What if "wild" wasn't something to tame?

When your child melts down in the supermarket, refuses to sit still at the dinner table, or seems to operate at a volume and intensity that exhausts everyone around them, the world whispers (or shouts): "They need to be controlled. Calmed. Fixed."

But what if that "wildness" isn't a problem at all?

What if it's a signal, a message from a nervous system doing exactly what it was designed to do: protect, survive, and communicate needs that haven't yet been met?

This is the heart of Kaya Lyons' work. As a trauma-sensitive Occupational Therapist, author, speaker, and founder of Active OT For Kids and Camp Reset, Kaya has spent years helping families, educators, and therapists reframe the way we see big emotions, ADHD, and so-called "behaviours."

In this episode of Neurodivergent Pulse, Kaya introduces us to The Wilderness Within, a powerful metaphor for understanding our nervous system, our protective responses, and the untamed, free parts of ourselves that are so often misunderstood.

Through the lens of polyvagal theory, play, movement, and connection to nature, this conversation invites you to meet yourself (and your child) with curiosity instead of judgment.

Because the wilderness within isn't something to fear. It's something to understand.

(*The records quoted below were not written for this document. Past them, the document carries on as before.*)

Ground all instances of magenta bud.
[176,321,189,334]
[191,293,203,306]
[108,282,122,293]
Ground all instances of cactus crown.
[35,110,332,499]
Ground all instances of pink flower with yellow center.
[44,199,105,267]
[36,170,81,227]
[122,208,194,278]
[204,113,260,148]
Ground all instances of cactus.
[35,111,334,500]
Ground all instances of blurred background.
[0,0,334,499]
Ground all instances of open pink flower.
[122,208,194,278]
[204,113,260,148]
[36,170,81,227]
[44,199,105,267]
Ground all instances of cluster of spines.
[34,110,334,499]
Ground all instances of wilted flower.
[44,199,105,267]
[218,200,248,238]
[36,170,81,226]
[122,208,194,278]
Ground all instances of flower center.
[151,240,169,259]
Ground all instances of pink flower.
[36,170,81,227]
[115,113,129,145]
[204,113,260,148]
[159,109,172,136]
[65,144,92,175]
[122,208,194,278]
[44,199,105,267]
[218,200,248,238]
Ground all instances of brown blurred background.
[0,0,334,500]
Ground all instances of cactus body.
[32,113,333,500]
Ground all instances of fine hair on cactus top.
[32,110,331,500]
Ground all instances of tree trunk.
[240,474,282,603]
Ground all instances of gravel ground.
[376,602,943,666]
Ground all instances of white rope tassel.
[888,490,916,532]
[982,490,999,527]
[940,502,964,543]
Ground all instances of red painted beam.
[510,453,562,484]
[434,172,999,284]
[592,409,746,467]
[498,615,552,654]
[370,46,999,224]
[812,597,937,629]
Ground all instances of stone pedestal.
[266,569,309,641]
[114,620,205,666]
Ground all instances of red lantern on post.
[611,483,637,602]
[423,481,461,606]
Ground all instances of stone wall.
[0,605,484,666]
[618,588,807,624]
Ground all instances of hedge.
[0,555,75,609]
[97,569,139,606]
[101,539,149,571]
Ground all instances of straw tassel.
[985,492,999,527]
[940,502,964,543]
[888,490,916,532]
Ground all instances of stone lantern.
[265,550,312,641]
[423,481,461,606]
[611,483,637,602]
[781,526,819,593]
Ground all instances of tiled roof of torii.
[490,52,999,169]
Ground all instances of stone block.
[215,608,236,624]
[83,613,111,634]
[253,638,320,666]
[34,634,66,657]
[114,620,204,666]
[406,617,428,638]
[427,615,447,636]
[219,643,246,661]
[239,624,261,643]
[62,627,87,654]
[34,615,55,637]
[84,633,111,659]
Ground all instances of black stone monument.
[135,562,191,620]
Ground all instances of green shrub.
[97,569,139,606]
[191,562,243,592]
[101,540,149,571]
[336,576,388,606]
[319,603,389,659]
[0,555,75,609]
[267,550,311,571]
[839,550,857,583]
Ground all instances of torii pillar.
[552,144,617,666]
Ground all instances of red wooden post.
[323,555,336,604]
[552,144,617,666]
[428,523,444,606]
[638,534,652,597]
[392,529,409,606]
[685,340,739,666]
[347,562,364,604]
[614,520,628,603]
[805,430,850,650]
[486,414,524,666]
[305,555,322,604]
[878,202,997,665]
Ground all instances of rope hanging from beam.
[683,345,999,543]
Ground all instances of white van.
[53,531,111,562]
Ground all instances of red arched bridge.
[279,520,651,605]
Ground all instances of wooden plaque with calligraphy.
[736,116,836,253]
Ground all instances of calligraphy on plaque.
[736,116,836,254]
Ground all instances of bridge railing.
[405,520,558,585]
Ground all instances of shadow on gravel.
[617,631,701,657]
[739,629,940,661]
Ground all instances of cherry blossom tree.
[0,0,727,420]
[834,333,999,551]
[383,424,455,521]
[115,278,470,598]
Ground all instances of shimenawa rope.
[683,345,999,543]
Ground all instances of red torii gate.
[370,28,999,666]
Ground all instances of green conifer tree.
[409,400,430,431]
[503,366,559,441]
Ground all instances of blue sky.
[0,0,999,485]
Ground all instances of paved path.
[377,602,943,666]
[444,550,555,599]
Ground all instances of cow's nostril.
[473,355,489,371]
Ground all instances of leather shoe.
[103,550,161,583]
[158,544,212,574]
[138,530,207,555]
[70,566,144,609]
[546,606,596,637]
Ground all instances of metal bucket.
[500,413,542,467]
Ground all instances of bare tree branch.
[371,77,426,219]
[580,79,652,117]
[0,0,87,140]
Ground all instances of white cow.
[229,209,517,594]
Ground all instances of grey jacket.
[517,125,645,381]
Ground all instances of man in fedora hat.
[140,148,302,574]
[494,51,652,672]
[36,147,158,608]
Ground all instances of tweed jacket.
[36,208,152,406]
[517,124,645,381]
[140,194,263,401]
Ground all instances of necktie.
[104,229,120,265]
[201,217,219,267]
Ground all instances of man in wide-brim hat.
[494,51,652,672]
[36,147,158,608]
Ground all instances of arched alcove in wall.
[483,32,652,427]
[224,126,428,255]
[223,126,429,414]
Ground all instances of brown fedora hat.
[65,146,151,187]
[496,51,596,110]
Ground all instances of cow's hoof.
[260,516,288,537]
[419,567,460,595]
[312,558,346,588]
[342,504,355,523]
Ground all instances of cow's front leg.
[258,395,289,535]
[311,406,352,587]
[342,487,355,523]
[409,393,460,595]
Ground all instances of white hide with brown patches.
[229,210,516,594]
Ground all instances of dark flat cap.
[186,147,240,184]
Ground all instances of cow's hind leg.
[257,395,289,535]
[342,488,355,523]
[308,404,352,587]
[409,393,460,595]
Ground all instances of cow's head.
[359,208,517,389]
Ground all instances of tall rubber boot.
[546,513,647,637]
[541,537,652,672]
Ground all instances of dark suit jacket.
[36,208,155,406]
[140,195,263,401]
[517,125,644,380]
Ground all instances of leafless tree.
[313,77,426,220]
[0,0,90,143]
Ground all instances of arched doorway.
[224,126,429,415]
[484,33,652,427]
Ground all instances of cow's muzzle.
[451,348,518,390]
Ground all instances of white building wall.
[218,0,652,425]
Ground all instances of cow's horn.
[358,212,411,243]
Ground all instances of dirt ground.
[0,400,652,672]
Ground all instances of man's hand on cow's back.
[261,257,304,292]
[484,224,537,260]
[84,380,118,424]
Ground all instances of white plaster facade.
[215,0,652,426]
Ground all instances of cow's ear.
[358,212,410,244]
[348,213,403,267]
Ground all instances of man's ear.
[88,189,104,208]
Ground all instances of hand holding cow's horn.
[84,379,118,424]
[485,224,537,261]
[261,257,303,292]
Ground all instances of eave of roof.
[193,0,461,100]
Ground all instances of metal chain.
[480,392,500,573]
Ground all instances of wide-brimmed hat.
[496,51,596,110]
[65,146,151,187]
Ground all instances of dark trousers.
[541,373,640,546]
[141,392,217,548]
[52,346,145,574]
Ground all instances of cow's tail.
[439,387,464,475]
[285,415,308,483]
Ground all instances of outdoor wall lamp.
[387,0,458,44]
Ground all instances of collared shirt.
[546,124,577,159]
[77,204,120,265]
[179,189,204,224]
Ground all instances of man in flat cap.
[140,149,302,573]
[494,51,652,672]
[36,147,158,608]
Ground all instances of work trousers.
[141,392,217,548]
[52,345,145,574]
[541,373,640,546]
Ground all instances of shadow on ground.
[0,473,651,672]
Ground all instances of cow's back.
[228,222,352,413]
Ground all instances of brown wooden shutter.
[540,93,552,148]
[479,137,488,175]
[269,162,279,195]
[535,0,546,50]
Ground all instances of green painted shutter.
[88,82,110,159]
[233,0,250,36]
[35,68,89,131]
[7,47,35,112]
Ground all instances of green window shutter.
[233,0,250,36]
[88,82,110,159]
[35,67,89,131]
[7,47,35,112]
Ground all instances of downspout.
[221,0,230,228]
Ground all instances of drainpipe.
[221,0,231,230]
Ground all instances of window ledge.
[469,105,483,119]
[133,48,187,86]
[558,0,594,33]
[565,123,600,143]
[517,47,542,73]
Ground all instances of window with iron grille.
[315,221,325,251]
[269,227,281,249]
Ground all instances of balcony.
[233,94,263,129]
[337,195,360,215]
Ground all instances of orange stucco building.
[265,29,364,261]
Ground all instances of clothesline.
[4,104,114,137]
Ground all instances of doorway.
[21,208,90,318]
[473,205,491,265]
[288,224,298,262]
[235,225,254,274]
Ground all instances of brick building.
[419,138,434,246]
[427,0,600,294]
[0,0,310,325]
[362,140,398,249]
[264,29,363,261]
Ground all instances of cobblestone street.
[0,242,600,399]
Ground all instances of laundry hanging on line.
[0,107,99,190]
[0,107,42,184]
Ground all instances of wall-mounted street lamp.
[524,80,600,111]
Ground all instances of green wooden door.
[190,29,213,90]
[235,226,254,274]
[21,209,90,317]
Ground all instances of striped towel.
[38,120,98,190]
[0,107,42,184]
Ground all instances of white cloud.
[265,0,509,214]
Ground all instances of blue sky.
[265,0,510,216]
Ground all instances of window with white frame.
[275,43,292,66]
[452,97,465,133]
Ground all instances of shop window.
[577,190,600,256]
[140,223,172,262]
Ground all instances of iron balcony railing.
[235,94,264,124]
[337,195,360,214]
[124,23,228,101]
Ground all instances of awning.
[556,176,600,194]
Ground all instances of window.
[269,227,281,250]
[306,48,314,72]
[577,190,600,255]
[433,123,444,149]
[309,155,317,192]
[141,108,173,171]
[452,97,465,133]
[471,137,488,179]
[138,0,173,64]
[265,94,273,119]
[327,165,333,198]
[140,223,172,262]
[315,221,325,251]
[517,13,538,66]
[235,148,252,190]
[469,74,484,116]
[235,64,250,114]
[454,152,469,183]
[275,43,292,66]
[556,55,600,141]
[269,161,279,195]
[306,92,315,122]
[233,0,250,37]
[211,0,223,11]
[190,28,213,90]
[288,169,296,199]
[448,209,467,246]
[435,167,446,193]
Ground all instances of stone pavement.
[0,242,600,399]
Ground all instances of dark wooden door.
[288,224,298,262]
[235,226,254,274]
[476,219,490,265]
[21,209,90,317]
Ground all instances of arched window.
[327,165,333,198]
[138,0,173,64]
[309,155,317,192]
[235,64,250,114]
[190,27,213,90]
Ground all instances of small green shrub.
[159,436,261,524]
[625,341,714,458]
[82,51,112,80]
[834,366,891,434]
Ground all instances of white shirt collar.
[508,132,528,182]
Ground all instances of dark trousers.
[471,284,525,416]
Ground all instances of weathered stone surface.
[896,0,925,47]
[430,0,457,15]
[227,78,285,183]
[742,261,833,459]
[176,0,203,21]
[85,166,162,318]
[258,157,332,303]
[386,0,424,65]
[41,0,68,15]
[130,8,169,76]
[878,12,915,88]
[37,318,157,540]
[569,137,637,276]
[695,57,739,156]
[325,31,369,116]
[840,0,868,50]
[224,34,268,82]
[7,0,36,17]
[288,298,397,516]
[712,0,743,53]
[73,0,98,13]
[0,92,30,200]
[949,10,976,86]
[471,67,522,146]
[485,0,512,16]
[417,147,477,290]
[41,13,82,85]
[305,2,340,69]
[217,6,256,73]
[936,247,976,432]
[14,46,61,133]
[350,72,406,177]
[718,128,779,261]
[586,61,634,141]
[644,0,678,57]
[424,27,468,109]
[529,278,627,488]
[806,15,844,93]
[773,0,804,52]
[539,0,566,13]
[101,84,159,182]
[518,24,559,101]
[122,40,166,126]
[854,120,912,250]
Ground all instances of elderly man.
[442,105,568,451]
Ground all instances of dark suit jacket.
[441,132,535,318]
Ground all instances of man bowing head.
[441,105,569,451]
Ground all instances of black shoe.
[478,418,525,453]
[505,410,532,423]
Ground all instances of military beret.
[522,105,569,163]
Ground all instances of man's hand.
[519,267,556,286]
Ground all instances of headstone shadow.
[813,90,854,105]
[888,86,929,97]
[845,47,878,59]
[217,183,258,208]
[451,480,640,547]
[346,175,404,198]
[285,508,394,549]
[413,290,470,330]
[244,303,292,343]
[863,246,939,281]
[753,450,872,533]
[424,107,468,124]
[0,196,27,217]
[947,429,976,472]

"The Wilderness Within": a metaphor for your nervous system

Kaya's concept of The Wilderness Within is simple yet profound. It's a way of understanding our internal landscape – our emotions, our protective responses, our capacity for safety and connection – through the imagery of nature.

Just as a forest has seasons, weather patterns, and ecosystems that shift and adapt, so too does our nervous system. Sometimes we're in a sunny meadow, calm and connected. Other times, we're in a storm, overwhelmed and dysregulated. And sometimes, we're in survival mode, deep in the wilderness, trying to make it through.

For children with ADHD, this wilderness can feel especially untamed. Their nervous systems are more sensitive to stimuli, quicker to shift states, and slower to return to calm. What looks like "bad behaviour" is a nervous system in protection mode, doing exactly what it's designed to do.

Kaya explains that when we understand this, we can stop trying to "fix" the child and start asking: "What is their nervous system trying to tell us?"

This shift – from correction to curiosity – changes everything.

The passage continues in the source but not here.